TOZ RUHU | Yönetmen: Nesimi Yetik / Oyuncular: Tansu Biçer (Metin), Ertuğrul Aytaç Uşun (Ümit), Selin Yeninci (Neslihan), Aytaç Arman (Avni), Nihal G. Koldaş (Suzan), Settar Tanrıöğen (Fahrettin) / Türkiye / 2015 / Renkli / 95´

Sinopsis:

Metin, İstanbul’da yaşayan bir erkek gündelikçidir. Kendi halinde, mutlu bir dünyası vardır. Arabesk müzik tutkunudur, şarkılar besteler. Metin’in küçük dünyası ilk olarak İstanbul’a asker olarak gelen yeğeni Ümit’in ziyaretiyle değişir. Ama dünyasının asıl sarsılışı müşterisi Suzan Hanım’ın evinde birlikte çalıştıkları Neslihan’ın evine gelmesiyle olur.

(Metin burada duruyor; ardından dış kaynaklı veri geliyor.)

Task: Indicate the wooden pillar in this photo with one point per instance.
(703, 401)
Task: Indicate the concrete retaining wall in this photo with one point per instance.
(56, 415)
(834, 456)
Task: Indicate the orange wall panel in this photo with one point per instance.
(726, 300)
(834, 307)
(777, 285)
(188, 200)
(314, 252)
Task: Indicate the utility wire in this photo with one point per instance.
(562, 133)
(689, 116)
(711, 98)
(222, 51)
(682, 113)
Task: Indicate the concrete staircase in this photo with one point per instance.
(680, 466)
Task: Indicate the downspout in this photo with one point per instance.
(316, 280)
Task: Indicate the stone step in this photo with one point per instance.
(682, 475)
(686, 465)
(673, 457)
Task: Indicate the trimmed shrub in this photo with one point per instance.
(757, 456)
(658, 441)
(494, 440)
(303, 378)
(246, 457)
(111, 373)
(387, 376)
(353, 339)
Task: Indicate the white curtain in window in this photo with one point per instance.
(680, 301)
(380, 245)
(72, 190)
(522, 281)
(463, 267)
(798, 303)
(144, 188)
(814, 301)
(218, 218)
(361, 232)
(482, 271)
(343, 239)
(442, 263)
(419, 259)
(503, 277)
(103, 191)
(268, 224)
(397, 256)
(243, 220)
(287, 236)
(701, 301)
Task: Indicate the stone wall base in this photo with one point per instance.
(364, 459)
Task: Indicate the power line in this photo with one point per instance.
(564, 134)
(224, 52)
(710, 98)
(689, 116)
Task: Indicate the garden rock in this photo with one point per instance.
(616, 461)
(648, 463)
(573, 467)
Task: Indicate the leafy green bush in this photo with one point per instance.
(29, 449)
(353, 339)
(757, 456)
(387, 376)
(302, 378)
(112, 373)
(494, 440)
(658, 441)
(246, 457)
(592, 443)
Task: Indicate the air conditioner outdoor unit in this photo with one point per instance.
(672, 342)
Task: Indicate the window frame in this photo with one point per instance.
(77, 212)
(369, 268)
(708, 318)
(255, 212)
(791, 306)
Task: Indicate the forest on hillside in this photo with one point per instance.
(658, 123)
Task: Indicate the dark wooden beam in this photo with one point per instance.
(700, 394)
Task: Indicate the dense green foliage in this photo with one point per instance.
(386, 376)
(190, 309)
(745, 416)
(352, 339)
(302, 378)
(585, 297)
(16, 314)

En nihayetinde Metin’in hayatına giren iki kişi de kendi yollarına doğru giderler. Metin yine küçük dünyasında, yalnızlığıyla başbaşa kalır. Bu sırada Metin’in hayatında ilginç bir gelişme olur, İstiklal Caddesi’ndeki kabininde şarkı söylediği televizyon programı onu konuk olarak çağırır.

Not: Yukarıdaki paragraf Başka Sinema sayfasından alınmıştır.

Artılar

  • Tansu Biçer’in oyunculuğu başarılı.

Eksiler

  • Film, hikayenin karakterlerle beraber harmanlanmasında biraz sıkıntılar yaşıyor.

Keşif

  • Metin’de Başak burcunun özelliklerini görebiliriz: İşine sadık, düzenli, titiz ve biraz da çekingen.
  • Metin, kemerinin üzerinde cep telefonu yerine ses kaydedici taşıyan nevi şahsına münhasır bir kişilik. Diğer yandan Metin, yazdığı fantezi türü şarkılarda karşı cinsle olan hayallerini anlatıyor bir bakıma da.
  • Aytaç Arman’ı izlemek keyifliydi.
  • Metin, “Yozgat Blues” (Yönetmen: Mahmut Fazıl Coşkun) filmindeki Yavuz (Ercan Kesal) ile “Şimdiki Zaman” (Yönetmen: Belmin Söylemez) filmindeki Tayfun (Ozan Bilen) karakterlerinin bir karışımı gibi.
  • “Uzak” (Yönetmen: Nuri Bilge Ceylan) filminde iki akraba arasındaki ilişki ne kadar uzaksa bu filmde bir o kadar yakın.

Öylesine

  • Metin sahne tozunu yutamıyor belki ama çamaşır tozu yutuvermiş olabilir.
  • Metin gömlek değiştirir gibi sevgili değil de sevgili değiştirir gibi gömlek değiştiriyor.